Moreover, the calculation happens literally at the speed of light, as electro-magnetic waves move from one focal plane to the other. Even better, no active component is required in the process, and power dissipation can in principle be reduced to virtually zero. We talked about this optical advantage in our previous articles, to which we refer for more details.
For this reason, an optical Fourier engine can be significantly more efficient than state-of-the-art electronic hardware for the 2D FT, as well as its 1D or higher-dimensional variants using the algorithms described above. Precisely how efficient it is will depend on many factors, like the quality of the optical components, sensitivity of light detectors, and type of interface. The specifications of the device we are developing will be given in a future article, along with quantitative estimates for the gain in efficiency. To give a glimpse of what is to come, let us simply state here that we expect the efficiency boost to be well over an order of magnitude vs the fastest and most efficient modern solutions.
While this article was quite long, the main message is clear and simple: the optical Fourier engine developed by Optalysys will be able to perform any kind of FTs of practical interest. To gather some examples, it can do:
- small or large 2D FTs, with countless applications in image analysis and deep learning (a prominent example being convolutional neural networks, possibly including a Bayesian uncertainty estimate, and a more recent one is logic tensor networks; we have also recently proposed that they may be used in transformers),
- large 1D FTs, which are at the core of signal analysis algorithms, error-correction codes, and cryptosystems (like the NTRU public-key system, and most other lattice-based systems like those used for post-quantum cryptography or in homomorphic encryption),
- large 3D FTs, which can help in computer simulations of fluid dynamics and wave propagation²,
- and higher-dimensional Fourier transforms, if and when the need arises.

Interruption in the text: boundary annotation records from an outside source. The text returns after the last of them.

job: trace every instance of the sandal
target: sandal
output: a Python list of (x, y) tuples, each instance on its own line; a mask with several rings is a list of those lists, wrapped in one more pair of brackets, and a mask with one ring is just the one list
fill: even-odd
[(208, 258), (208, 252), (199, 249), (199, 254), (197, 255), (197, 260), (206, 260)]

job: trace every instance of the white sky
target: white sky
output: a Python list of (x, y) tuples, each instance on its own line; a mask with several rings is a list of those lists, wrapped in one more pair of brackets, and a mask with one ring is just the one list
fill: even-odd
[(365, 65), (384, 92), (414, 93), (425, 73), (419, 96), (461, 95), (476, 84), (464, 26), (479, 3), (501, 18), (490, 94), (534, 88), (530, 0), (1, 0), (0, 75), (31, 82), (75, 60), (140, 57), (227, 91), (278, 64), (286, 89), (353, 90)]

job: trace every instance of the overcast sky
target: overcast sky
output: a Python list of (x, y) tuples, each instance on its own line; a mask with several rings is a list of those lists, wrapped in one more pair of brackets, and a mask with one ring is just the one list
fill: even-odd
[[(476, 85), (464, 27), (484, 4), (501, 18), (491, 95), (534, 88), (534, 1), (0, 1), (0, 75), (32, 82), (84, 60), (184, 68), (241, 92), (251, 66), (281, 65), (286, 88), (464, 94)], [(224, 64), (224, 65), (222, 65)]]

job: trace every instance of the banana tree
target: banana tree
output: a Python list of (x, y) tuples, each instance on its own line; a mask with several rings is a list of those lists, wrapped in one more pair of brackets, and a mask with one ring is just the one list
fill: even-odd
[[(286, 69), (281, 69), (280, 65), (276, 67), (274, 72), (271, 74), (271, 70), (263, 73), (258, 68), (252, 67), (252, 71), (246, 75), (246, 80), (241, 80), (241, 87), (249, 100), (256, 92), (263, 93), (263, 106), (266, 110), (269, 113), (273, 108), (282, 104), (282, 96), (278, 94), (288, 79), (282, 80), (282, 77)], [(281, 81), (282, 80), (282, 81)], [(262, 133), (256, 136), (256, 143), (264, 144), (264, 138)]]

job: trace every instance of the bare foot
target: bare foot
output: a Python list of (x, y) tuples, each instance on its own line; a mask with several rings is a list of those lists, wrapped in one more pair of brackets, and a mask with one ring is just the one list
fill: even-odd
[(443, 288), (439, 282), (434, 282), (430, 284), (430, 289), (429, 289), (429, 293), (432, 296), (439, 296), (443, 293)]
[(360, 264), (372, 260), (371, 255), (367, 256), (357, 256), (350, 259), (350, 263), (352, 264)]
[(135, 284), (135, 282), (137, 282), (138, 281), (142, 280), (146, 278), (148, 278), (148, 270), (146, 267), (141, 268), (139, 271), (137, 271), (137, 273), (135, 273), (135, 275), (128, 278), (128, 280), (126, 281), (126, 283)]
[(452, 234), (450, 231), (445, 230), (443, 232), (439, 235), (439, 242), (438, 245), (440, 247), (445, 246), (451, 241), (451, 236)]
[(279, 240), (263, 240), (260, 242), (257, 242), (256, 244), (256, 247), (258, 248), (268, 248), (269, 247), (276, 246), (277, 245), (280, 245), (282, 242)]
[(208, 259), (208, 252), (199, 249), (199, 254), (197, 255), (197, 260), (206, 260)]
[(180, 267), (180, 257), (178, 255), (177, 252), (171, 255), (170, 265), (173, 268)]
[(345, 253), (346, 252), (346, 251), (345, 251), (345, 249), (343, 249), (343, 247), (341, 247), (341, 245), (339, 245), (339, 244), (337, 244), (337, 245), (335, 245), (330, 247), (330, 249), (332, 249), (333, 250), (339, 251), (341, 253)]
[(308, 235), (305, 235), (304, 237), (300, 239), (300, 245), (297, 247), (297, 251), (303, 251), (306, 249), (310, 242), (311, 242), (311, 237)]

Thanks to the peculiar properties of light, the 2D FT can be computed without resorting to any active component and literally at the speed of light, so that optical Fourier engine can be vastly more efficient than state-of-the-art electronic systems.
In light of these arguments, and given the wealth of problems which can be accelerated using this mathematical operation, it seems certain that free-space optical computing will play a major role in the future of computing. The question is not if, but when. And, given the pace of the recent progress, it is increasingly evident that the optical computing revolution is just around the corner.
¹ The values we used are: ax=0.02, ay=0.01, az=0.02, and x₀=y₀=z₀=60.
² The last two linked articles give examples in 2D to make visualisation easier; but more realistic examples would generally use 3D simulations.